Thus, whenever developers wanted to leverage a different solution from what was offered in the standard stack, it took a significant amount of justification. The solution had to be purchased up front, the appropriate hardware procured and implemented, contractual terms agreed upon with the vendor, annual maintenance fees budgeted for, and employees and/or consultants trained or hired to implement and manage the new stack component.

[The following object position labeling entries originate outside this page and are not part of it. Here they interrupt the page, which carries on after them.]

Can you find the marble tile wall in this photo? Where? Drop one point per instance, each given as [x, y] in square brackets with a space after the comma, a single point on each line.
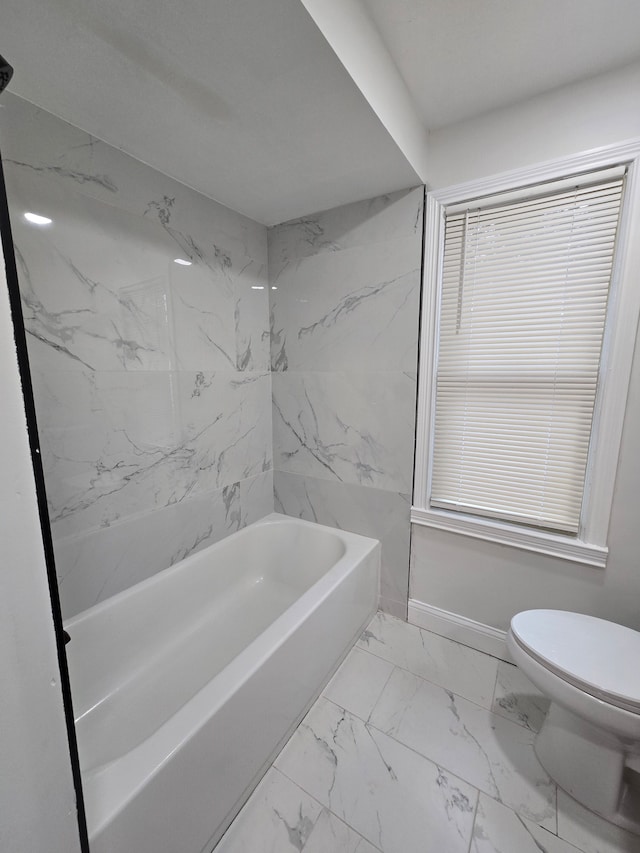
[152, 379]
[344, 303]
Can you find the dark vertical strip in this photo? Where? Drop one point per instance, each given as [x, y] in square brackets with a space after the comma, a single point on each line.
[34, 445]
[415, 430]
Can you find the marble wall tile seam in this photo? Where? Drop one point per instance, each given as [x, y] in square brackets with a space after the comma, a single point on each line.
[354, 427]
[357, 224]
[83, 160]
[192, 497]
[333, 479]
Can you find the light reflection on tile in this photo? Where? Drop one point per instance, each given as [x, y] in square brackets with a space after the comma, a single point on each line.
[378, 513]
[151, 379]
[490, 752]
[358, 683]
[458, 668]
[409, 803]
[498, 829]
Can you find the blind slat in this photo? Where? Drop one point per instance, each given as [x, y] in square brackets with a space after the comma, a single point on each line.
[524, 291]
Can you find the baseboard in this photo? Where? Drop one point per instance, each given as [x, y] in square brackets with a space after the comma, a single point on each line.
[482, 637]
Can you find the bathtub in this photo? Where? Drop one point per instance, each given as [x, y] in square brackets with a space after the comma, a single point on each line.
[186, 685]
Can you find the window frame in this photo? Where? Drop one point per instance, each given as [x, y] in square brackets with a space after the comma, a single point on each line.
[590, 545]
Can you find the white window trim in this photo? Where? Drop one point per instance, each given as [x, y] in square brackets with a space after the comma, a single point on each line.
[590, 546]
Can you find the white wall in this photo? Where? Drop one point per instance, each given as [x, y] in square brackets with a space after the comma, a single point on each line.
[481, 580]
[350, 31]
[600, 111]
[37, 799]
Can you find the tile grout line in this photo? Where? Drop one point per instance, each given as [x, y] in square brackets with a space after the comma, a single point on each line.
[473, 825]
[434, 683]
[323, 807]
[448, 770]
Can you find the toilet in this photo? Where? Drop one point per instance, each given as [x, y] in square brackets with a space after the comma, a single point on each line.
[589, 742]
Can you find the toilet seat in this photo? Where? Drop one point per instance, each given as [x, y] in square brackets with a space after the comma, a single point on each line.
[598, 657]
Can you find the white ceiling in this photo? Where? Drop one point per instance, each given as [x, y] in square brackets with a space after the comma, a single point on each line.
[462, 58]
[246, 101]
[242, 99]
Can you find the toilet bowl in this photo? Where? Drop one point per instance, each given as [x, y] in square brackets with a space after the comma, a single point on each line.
[589, 742]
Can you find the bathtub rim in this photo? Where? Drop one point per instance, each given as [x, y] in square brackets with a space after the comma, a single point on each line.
[117, 782]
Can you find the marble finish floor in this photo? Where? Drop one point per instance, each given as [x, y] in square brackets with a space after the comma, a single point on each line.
[418, 744]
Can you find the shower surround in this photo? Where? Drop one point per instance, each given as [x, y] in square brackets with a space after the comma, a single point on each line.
[151, 378]
[163, 390]
[345, 295]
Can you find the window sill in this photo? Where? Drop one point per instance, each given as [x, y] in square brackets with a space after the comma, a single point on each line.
[551, 544]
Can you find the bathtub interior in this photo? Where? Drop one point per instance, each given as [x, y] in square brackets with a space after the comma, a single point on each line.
[137, 658]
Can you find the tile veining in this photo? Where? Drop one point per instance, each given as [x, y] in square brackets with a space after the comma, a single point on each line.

Adopting new stack components in the cloud can be accomplished much more quickly, especially when these stack components are native to the CSP—if you don’t let legacy thinking and processes constrain you. For example:
No long procurement process is necessary if a solution is available from the CSP as a service.
No hardware purchase and implementation is necessary if the service is managed by the CSP.
No additional contract terms should be required if the proper master agreement is set up with the CSP.
There are no annual maintenance fees for each service thanks to the pay-as-you-go model. The underlying technology is abstracted and managed by the CSP, so new skills are only needed at the software level (for example, learning how to consume the API).
Let’s say that Acme Retail, a fictitious big-box retailer, has standardized on Oracle for all of its online transaction processing (OLTP) database needs and Teradata for its data warehouse and NoSQL needs. A new business requirement comes along that requires a document store database in the next four months.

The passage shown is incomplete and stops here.